The MEA's were installed in 50 cm2 cells, having quad-serpentine flow fields, at about 30% compression, and operated under a scripted protocol until the performance stabilized. Testing continued under multiple sets of operating conditions, including potentiodynamic scanning (PDS) at ambient pressure with constant flow conditions, and galvanodynamic scanning (GDS) at 30 psig (3 atmospheres absolute=about 303 kPa), with constant stoichiometric flow rates. The specific activity was measured as described in Debe et al., “Activities of Low Pt Loading, Carbon-less, Ultra-Thin Nanostructured Film-Based Electrodes for PEM Fuel Cells and Roll-Good Fabricated MEA Performances in Single Cells and Stacks,” 2003 Fuel Cell Seminar Abstract Book, pp. 812-815 (“2003 FC Abstract,” incorporated herein by reference) at p. 813, including FIGS. 2 and 3 and references described therein. In this method, the current produced by the MEA is measured from the MEA under H2/O2 at a total pressure of 150 kPa of saturated oxygen (100% RH), 15 minutes after setting the cell potential at 900 mV. The current densities are then corrected for cell shorting, hydrogen cross-over and IR losses. The specific activity (A/cm2 of Pt surface area) was then calculated by dividing the corrected current density at 900 mV by the measured electrochemical surface area (ECSA). The ECSA was measured as described in the above reference as 9 cm2 Pt/cm2 planar, giving a specific activity of 2.4 mA/cm2 Pt surface area. The mass activity (A/mg-Pt) at 900 mV was then calculated by dividing the corrected current density at 900 mV by the mass loading of Pt (0.08 mg/cm2). The result thus obtained was 0.261 A/mg-Pt at 900 mV under 150 kPa absolute of oxygen at 100% relative humidity, which was very high.
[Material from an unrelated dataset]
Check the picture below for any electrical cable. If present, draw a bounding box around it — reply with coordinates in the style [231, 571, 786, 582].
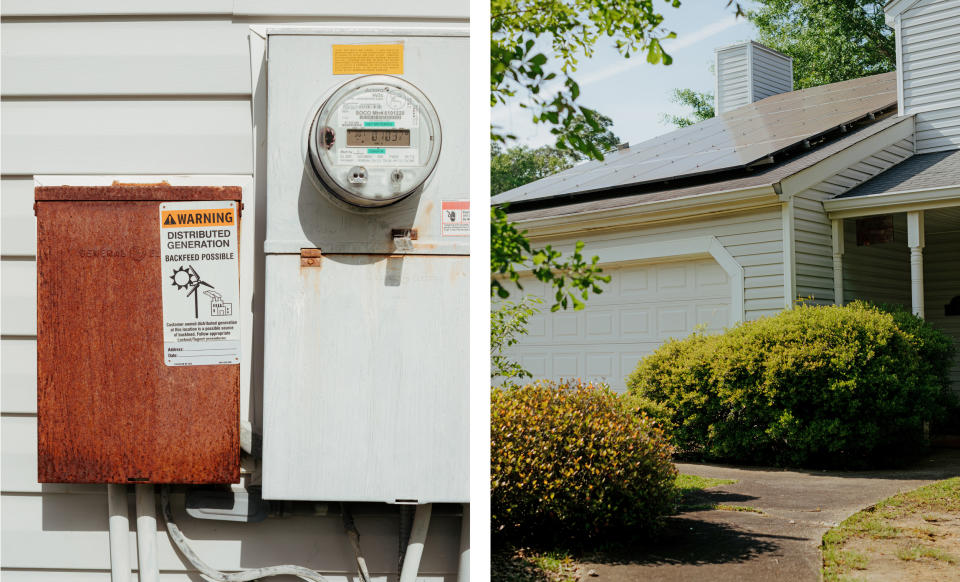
[160, 485, 327, 582]
[340, 503, 370, 582]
This value is equivalent to the state-of-the-art PtCo on carbon dispersed alloy catalysts that have 5 to 10 times greater specific surface area (i.e. 50 m2/gram of Pt versus about 10 m2/g-Pt for the nanostructured catalysts of the present invention), as recently documented in H. Gasteiger et al, in Applied Catalysts B:Environmental 56 (2005) 9-35.
Various modifications and alterations of this invention will become apparent to those skilled in the art without departing from the scope and principles of this invention, and it should be understood that this invention is not to be unduly limited to the illustrative embodiments set forth hereinabove.
This invention was made with Government support under Cooperative Agreement DE-FC36-02AL67621 awarded by DOE. The Government has certain rights in this invention.